さよなら日立!三菱重工は“虎の子”の子会社で稼ぐ

火力の三菱パワーを総合エネルギー企業に
さよなら日立!三菱重工は“虎の子”の子会社で稼ぐ

高砂工場(兵庫県)のGTCC実証発電設備

三菱重工業は1日、日立製作所と共同出資の火力発電システム会社を完全子会社化し、新社名「三菱パワー」として始動させる。三菱重工の利益の大半を稼ぐ同システムの収益力をすべて取り込むとともに、三菱重工のグループ会社との連携を加速する。ただ、環境問題を背景に石炭火力発電への逆風が強まっており、需要が先細りする可能性がある。当面、保守などのサービスで収益を確保しつつ、水素分野に成長への布石を打つ。(孝志勇輔)

火力事業、三菱重工が完全子会社化

三菱重工と日立は2014年に火力発電システム事業を統合し共同出資の三菱日立パワーシステムズ(MHPS)を設立した。両社のタービンやボイラの技術面で融合を推進。大型ガスタービンの世界シェアは約3割と、米ゼネラル・エレクトリック(GE)と独シーメンスを抑えて世界トップ。ガスタービン・コンバインドサイクル(GTCC)の発電効率も世界最高水準という。三菱重工、日立がそれぞれ対応していた保守をMHPSが引き受けることで業務効率が高まった。

ところが南アフリカ共和国での火力発電関連の案件をめぐり、両社の間に損失負担問題が発生。仲裁手続きでの協議を経て、19年末に和解した。これにより日立が保有するMHPSの全株式35%を三菱重工に引き渡すとともに2000億円を同社に支払うことを決めた。三菱重工は完全子会社化により日立の技術者を取り込む一方、日立は火力発電システムから事実上手を引く。

国産ジェット旅客機「スペースジェット」事業の損失で業績が悪化している三菱重工にとって、三菱パワーは“虎の子”だ。三菱重工の21年3月期事業損益がトントンの見通しなのは、航空・防衛・宇宙部門がコロナ禍の影響で900億円の赤字ながらも、三菱パワーを含むエナジー部門が1000億円の黒字を確保するのが大きい。航空機分野の収益が落ち込み、“伝統の原動機”が再び稼ぎ頭になる格好。「(三菱パワーを)火力発電設備の専業から総合エネルギー企業に発展させる」(泉沢清次社長)方針だ。

環境問題―グループ連携加速

三菱重工は今後、三菱パワーとグループ各社との連携を本格化させる。事業面での相乗効果を引き出す相手として、まず挙がるのが三菱重工エンジニアリング(横浜市西区)だ。二酸化炭素(CO2)の回収プラントなど環境対応の技術を持ち三菱パワーのビジネスモデルとの親和性が十分に見込める。両社は早速、情報共有を進めている。
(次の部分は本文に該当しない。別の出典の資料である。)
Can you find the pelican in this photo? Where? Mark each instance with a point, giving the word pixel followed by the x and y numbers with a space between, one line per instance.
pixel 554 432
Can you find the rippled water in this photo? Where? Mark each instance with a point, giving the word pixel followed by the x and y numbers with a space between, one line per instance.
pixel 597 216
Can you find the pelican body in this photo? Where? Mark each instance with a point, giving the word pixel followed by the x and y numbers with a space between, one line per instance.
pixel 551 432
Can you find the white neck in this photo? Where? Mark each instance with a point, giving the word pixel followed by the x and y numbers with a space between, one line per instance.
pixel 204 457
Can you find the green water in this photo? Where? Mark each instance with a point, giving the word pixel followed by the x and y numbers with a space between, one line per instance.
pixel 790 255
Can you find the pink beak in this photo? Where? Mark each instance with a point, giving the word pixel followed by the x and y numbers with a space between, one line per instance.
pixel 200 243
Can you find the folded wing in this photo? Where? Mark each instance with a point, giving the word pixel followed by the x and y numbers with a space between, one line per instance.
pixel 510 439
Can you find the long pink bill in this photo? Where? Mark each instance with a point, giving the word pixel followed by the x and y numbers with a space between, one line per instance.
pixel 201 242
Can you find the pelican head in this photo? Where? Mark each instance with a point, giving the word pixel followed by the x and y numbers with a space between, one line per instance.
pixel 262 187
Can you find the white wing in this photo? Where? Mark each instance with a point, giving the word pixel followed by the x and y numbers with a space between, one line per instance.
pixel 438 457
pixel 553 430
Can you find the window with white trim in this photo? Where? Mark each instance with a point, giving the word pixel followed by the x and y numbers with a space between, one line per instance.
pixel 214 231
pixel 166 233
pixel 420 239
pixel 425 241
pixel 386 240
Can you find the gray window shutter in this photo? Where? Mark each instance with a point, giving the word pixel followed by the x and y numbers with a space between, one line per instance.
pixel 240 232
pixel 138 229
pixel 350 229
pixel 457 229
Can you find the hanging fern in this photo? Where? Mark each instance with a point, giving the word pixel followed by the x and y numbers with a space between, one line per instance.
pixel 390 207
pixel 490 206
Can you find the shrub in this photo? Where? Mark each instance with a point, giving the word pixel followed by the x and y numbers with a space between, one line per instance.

温暖化への危機感が世界的に高まり、機関投資家はESG(環境・社会・企業統治)を重視し、化石燃料を利用する産業への投資から撤退を表明する資産運用機関も増えている。大和総研の太田珠美SDGsコンサルティング室長は「新型コロナウイルス収束後の経済の立て直しに向けて『脱炭素化』がより重視される」と指摘する。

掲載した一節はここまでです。